Bombay: Fast Food/ Street Food/ Local Must-Eats
Bombay, now known as Mumbai, is where the food has something interesting to satiate almost every taste bud. A medley of cuisines and a rich variety in local street foods is what makes Mumbai a place for ardent food lovers.
The street food also known as fast food goes well with the fast paced lifestyle of Bombay without compromising on the flavor and spices. You may be able to find these foods in other parts of the world (thanks to the number of Indians settled abroad) but nothing comes close to how it tastes on the streets of Bombay.
Bombay’s favorite, most popular street-side snack is this plate of thin spherical shells (puri) filled with sprouts or boondhi (balls of fried chickpea flour), boiled potato and mix of chilled sweet and tangy water (paani).It is an explosion of flavors in a single bite. It can be found at almost any street corner but most likely around the beaches (Chowpatty or Juhu beach). They can cost anywhere between Rs. 10 to 35 which is still less than 1$ and you’d get 6 in a plate. Some thellas (Indian for stalls) set you up with a bowl made from dried leaves (talk about being green) and have around 6-7 customers line up, while the fellow quickly whips up a pani poori for each bowl.
You can customize your pani puri by telling the ‘bhaiya’ (which literally means brother in Hindi and a common way to address the ‘thella-wallahas’ (stall fellows), rickshaw and cab drivers etc. whether you’d like it hotter (teekha), sweeter (meetha) or balanced (mix). You’ll be amazed at the speed at which he caters to all of his customers while keeping in mind each one’s preferences.
These days a lot of stalls serve paani poori in steel plates and the primmer and proper restaurants, serve you all six puris upfront with the rest of the ingredients, for you to mix on your own. But street foods are best eaten on the streets.
Once you are done with your round of pani-puri, you may request the ‘bhaiya’ for a dry (sookhee) poori or some more of that mint or tamarind water. He will happily serve your request without any extra charge.
Paani pooris are meant to be eaten in a single bite so enjoy that full sphere of mixed flavors in one go and you will keep longing for more.
Another one of those mad blends of ingredients and flavors, Pav Bhaaji is not only found at the beach-side stalls, but many Indian fast food restaurants serve this pure vegetarian delight to all those who love bread (pav, pronounced as pow or paa-aa-oh) soaked in butter along with some hot veggie mish mash (bhaaji) lying underneath a pool of melting butter.

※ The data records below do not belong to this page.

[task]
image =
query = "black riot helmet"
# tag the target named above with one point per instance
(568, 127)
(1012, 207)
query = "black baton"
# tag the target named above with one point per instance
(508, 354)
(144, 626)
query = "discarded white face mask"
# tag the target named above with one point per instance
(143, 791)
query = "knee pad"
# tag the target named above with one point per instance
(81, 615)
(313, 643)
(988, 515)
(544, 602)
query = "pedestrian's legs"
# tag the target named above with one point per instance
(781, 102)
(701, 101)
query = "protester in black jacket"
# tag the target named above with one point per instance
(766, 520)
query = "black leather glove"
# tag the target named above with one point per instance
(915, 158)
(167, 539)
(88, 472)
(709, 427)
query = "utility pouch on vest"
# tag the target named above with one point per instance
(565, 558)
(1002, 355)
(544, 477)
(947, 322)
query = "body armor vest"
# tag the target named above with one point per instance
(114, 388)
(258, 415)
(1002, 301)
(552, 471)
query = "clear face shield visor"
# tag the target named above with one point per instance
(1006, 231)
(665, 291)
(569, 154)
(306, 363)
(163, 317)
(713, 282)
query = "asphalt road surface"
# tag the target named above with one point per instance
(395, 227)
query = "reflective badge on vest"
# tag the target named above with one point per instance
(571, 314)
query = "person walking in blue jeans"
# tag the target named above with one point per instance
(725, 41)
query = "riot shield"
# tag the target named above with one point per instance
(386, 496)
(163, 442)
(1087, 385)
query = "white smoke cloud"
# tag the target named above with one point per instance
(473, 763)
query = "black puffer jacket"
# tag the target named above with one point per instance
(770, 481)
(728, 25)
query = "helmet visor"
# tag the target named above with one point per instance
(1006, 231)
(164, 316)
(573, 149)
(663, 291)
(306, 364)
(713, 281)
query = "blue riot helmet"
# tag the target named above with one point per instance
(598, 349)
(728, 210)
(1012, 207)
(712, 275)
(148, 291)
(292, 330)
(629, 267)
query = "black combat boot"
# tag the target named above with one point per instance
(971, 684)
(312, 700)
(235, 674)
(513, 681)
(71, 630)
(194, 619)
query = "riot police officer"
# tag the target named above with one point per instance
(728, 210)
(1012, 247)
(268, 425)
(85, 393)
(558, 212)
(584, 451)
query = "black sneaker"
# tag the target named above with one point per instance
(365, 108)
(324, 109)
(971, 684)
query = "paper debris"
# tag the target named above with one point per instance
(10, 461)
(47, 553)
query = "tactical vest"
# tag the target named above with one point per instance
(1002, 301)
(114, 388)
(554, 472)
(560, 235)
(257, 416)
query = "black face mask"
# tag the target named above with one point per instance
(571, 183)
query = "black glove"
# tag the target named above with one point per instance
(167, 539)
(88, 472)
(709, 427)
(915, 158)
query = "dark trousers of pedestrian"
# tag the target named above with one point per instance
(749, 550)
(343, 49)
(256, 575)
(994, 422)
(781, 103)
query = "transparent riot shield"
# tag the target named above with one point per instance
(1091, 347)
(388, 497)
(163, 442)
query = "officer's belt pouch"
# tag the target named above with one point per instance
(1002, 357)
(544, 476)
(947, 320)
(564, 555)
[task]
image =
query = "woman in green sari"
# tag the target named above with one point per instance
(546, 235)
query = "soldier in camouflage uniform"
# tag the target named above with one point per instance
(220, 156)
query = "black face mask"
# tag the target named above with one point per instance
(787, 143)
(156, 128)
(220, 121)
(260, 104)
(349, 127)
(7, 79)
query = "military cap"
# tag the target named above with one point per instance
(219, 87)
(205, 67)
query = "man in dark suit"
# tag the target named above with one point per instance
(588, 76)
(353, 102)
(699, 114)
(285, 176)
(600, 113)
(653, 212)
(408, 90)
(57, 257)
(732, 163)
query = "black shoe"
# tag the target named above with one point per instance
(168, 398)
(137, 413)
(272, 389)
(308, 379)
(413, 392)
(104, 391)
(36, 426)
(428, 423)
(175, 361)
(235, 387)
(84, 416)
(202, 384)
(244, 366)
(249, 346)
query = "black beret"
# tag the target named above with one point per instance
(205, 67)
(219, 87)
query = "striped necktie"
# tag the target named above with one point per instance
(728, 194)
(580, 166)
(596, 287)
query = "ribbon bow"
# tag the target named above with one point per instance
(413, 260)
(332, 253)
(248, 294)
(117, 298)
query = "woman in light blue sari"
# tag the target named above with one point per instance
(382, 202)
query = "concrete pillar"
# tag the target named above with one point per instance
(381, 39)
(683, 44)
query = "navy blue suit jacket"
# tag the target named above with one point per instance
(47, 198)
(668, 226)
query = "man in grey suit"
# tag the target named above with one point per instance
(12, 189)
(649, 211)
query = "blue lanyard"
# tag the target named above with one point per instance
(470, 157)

The Bhaaji is usually made of up tomatoes, potatoes and lots of vegetables like cauliflower, green beans, cabbage, peas, carrots, beets, bell pepper etc. all blended together with unique mix of almost 20 spices. It is this combination of spices that gives the bhaaji its exclusive flavor that is simply unbeatable.
You can spot a Pav bhaaji stall from almost half a mile away because they smartly position their huge hot iron-pan (tava) right at the entrance of their eatery. The steaming hot bhaaji, clunking sound of the potato masher and the aroma of butter melting on that pan is a treat to all the senses.
Considering this is a fast-selling food item in Bombay, you never have to wait too long for your plate to arrive. A plate of Pav-Bhaaji can cost anywhere between 55-80 Rs. (less than $2) and the plate of extra pav for Rs 10-18. The best places to try out Pav bhaji have to be at Sukh Sagar (near chowpatty) and Shiv Sagar near Juhu beach.
So sprinkle that finely chopped onion on the bhaaji, squeeze in the lime juice and dig in till your hearts content.
More often than not you would see someone explaining a foreign tourist how the vada pav could be compared to the American burger. I am not too sure how good that comparison is but yes there is a bun (pav) and a patty (vada) that is common to both.
This simple, common-man’s meal, is a bun split to hold a deep-fried ball of simply spiced (ginger, turmeric, tampered with curry leaves & mustard seeds) potatoes, jazzed up with some lasoon (garlic) chutney. Its one of the least expensive street food items one can find in Bombay (around Rs. 10-15, almost 20-25 cents).
The best places to find Vada Pav would be near college canteens, offices or railway stations. Because it is so cheap it’s a staple with students on a budget and workers living on meager means, but a strike for everyone looking for that quick, cheap and filling meal.
The stall near Mithabai College, Vile Parle, butters the bread along with some green mint chutney before adding the traditional vada and lasoon chutney, thus making this place even more special for Vada Pav.
Jumbo King, at Dadar, is the only Burger King kind off place for Vada Pav’s. It serves many variations of the vada pav for an affordable price and is a reasonable attempt of trying to take this food from the streets to sit-down fast food joint.
Vada Pav, a simple yet delectable dish, is a must try for anyone who visits Mumbai.
This Mediterranean-wrap inspired snack is one of those food finds not discussed enough to match its taste, innovation and wholeness as a meal. It’s a flat bread (roti/naan), with one side heavily brushed with egg, to form the wrap that will b stuffed with shredded chicken/mutton/cottage-cheese, finely chopped onions and Tibb’s secret spices. All slid into a thin polythene pocket to hold the masala that drips when you bite into this mouthwatering Frankie. There are many Frankie stalls but Tibbs is hands down one of the best out there. A Tibbs Frankie would cost around Rs 45-60 ($1 -1.5) and is truly worth its price.